Writually is all about cultivating a practice around the embodied experience of writing. From the start, we imagined that we would eventually have a marketplace where we would sell pens and journals and other tools of the trade. For our initial friends and family pilot, we decided to invest in sending everyone a writers’ care package complete with nice journals and pens.  


We spent a lot of time thinking about which pen and which journal! We turned to one of our inspirations for the Writually project, Cal Newport, for a recommendation. His top pick is the uniball™ ROLLER. As we’ve mentioned before, Cal is known for thinking and writing on the idea of “deep work” so it makes sense he’s serious about pens and the analog practice of writing on paper generally.

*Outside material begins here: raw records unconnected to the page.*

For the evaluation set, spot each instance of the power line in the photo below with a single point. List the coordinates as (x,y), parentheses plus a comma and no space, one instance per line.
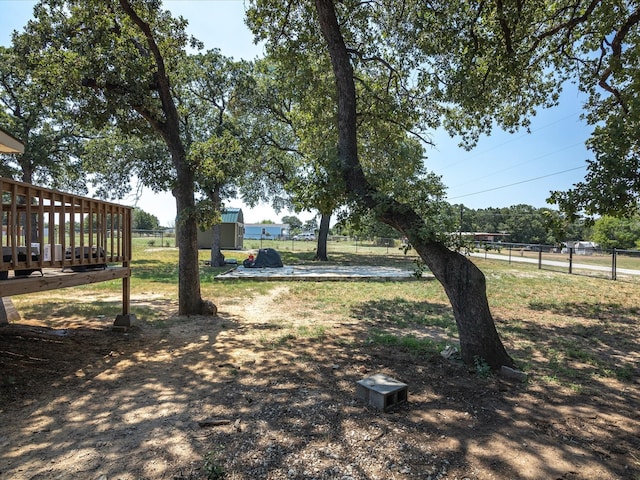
(518,164)
(516,183)
(513,139)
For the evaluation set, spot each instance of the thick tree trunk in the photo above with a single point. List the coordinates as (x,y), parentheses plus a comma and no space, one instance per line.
(217,259)
(463,282)
(323,233)
(465,286)
(189,297)
(168,126)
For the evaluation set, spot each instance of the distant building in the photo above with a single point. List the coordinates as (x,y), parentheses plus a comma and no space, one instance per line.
(581,247)
(231,231)
(266,231)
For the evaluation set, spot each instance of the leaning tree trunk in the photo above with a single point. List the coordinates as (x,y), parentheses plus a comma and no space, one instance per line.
(323,233)
(463,282)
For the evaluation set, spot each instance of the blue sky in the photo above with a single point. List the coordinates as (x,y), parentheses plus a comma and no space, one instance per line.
(503,170)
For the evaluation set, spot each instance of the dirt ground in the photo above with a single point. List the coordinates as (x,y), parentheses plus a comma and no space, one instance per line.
(191,398)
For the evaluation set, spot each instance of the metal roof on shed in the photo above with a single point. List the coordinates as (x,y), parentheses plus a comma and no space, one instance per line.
(232,215)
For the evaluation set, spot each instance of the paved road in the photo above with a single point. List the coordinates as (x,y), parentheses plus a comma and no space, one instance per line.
(555,263)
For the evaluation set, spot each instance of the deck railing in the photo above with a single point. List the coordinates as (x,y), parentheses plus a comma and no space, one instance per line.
(43,228)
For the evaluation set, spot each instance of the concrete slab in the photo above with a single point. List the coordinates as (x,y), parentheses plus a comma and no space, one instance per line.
(317,273)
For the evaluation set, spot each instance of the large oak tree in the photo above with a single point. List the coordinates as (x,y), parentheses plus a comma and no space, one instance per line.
(467,67)
(118,60)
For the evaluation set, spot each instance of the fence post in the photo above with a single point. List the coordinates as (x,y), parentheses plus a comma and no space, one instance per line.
(570,260)
(539,257)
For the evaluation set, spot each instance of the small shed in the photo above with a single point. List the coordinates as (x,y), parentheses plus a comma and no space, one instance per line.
(266,231)
(231,231)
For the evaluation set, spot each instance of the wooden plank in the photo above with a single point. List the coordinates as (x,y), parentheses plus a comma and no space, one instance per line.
(21,286)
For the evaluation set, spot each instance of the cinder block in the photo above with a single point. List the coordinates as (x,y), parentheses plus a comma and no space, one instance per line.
(381,391)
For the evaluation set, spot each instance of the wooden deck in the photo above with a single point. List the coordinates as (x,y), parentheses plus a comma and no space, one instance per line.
(53,279)
(71,239)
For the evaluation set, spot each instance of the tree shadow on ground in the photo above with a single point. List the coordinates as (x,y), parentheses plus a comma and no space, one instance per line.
(153,403)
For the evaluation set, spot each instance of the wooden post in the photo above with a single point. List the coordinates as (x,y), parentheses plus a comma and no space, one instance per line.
(8,312)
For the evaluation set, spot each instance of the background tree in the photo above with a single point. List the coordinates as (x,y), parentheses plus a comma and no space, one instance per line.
(465,67)
(295,224)
(35,112)
(144,221)
(604,47)
(117,60)
(612,232)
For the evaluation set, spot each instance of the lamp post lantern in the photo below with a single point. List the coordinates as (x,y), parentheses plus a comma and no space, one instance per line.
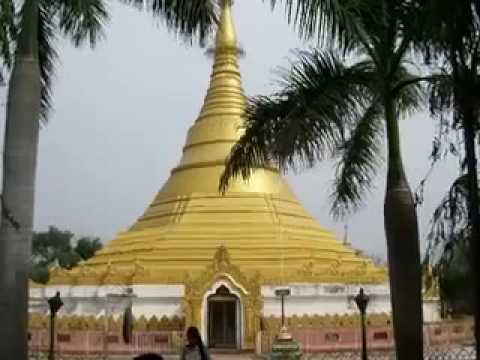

The uniball ROLLER will “Elevate your everyday writing experience”

There’s actually strong research around the importance of a good pen, or, more directly, the cognitive and emotional benefits of longhand writing. The evidence ranges from the famous “The Pen is Mightier Than the Keyboard” study on student notetaking and learning (learning improves with handwritten note-taking) to James Pennebaker’s scholarship on the therapeutic benefits of writing, as in his book Open Up By Writing It Down.


Recent research supports one of the big ideas behind Writually: cognitive fitness is similar to physical fitness. The authors of "Handwriting but not typewriting leads to widespread brain connectivity" used EEG technology to measure brain activity during handwriting versus typing — and the difference is stark. Handwriting produced 16 significant neural connections firing simultaneously. Typing produced effectively zero. The brain isn't just working differently when you write by hand; it's working at a fundamentally higher level of engagement.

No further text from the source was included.